A violent, visceral shiver started at the base of Atlas's neck and shot straight down his spine, freezing the blood in his veins. His fingers contracted convulsively inside his steel gauntlets, and his chest tightened in a sudden, suffocating panic attack. His heart rate skyrocketed once more.
Instinctively, the knight took a heavy half-step back, his hand flying to the hilt of his greatsword as if to defend his life against an ancestral demon.

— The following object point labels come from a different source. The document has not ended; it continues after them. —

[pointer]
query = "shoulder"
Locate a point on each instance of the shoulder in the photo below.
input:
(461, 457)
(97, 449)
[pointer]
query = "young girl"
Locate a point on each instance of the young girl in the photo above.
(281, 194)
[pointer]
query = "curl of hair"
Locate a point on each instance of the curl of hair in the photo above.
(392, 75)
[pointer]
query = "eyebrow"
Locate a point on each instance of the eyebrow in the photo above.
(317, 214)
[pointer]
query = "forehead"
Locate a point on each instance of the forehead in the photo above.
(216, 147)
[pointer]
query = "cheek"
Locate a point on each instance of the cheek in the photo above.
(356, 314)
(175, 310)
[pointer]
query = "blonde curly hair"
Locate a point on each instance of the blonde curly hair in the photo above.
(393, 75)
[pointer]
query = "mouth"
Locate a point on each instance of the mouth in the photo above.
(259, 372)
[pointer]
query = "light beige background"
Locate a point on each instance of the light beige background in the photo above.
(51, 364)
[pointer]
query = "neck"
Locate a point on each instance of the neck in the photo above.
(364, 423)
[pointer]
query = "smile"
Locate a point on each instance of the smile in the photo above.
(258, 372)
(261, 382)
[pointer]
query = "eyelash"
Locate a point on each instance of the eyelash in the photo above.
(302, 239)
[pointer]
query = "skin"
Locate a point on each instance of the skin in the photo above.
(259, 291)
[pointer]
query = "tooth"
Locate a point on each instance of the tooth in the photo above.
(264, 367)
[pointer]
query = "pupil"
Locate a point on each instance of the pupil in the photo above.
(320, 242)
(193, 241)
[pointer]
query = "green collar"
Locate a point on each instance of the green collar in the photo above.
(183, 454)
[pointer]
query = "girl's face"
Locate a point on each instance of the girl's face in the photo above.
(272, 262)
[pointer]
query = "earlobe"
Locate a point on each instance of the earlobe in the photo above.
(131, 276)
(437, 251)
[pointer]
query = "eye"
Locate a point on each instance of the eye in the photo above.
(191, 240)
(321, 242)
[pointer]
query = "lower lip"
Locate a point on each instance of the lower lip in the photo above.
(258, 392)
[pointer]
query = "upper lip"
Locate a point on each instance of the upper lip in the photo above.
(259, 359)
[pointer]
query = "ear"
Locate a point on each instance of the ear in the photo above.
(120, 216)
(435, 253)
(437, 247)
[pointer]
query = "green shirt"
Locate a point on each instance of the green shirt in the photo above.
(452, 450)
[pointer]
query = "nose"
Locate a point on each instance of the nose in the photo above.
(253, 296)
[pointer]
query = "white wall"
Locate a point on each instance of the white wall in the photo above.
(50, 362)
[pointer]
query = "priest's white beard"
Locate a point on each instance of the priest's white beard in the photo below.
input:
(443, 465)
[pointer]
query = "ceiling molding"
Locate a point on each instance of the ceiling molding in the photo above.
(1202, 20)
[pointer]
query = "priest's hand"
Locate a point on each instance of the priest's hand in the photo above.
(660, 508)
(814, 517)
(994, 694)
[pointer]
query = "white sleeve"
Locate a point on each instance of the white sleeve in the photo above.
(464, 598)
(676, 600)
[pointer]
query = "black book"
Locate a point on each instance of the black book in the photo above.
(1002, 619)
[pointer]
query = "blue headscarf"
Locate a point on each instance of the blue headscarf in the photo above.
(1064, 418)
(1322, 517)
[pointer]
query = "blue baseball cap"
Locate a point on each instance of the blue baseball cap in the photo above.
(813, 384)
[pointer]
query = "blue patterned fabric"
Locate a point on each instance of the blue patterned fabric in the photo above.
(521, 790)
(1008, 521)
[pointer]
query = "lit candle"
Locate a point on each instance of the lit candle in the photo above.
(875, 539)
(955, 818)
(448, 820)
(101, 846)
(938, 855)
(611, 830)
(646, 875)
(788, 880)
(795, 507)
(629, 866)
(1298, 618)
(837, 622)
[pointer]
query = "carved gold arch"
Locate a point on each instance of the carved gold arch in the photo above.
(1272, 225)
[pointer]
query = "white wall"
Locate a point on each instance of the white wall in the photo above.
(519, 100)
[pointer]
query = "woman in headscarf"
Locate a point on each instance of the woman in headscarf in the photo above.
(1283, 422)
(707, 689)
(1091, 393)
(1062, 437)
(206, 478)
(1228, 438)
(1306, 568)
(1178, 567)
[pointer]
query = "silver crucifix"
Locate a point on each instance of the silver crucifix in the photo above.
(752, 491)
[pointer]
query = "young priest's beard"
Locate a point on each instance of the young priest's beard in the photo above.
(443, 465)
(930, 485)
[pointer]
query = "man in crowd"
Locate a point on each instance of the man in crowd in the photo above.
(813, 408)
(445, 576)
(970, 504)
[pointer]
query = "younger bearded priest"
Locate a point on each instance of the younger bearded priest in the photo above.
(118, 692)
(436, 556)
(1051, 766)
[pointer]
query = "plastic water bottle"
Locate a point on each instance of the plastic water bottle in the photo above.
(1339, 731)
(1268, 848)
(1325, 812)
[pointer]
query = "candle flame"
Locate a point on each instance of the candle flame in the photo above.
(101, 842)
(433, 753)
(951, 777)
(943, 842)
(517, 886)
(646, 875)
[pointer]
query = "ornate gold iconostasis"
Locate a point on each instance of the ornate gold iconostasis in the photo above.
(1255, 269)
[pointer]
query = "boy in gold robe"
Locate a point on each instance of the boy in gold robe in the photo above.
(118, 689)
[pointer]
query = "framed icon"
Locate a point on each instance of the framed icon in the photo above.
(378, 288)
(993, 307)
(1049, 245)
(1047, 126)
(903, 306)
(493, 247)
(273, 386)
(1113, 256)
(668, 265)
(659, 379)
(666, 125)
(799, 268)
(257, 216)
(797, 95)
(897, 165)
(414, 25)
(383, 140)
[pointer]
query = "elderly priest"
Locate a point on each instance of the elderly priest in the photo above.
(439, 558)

"Atlas? What is wrong with you now?" Evelyn called out in a low voice. She didn't turn around, but she could easily sense the sudden, rigid terror in his posture.
The sound of her voice acted like a cold shower, shattering the optical illusion. The phantom overlay vanished instantly. Hayjin was simply standing there looking disheveled, thoroughly exhausted, and decidedly human, intent on making one of his usual sarcastic remarks to Zhilian.
Atlas gritted his teeth so hard they ached, forcing his rampaging heart to slow down. He expelled the trapped air from his lungs in a long, trembling sigh that he masked behind the heavy grunt of his armor. He forced his body back into absolute control, straightening his spine and planting his boots firmly onto the stone floor.
He is just an annoying kid, Atlas reminded himself. A mana-less analyst.
"Nothing," Atlas replied, his voice returning to its solid, deep register, though a slight edge of residual nervousness still betrayed the profound shock he had suffered. "The journey just left a bitter taste in my mouth. But I am here now."
With a heavy, deliberate step, the pride of the Altavilla family once again serving as his shield against fear, he advanced toward the center of the terrace, ready to face reality. He narrowed his eyes, tracking Zhilian's elegant blue silhouette and Hayjin's messy form. "I don't believe it... they actually made it here too. How is it physically possible that that kid is still in one piece?"
"Luck favors the bold or the incredibly foolish," Evelyn replied, her boots clicking softly as she began to traverse the wide stone bridge connecting their red labyrinth to the neutral zone of the tower. "Let us go find out which of those two categories they represent."
And so, while Hayjin and Zhilian desperately tried to catch their breath, the shadows of Doeken emerged from the red crystal labyrinth, bringing with them the crushing weight of a challenge that was about to turn into an inevitable, violent collision. The race was no longer merely against the design of the dungeon, but face to face against their own reflection.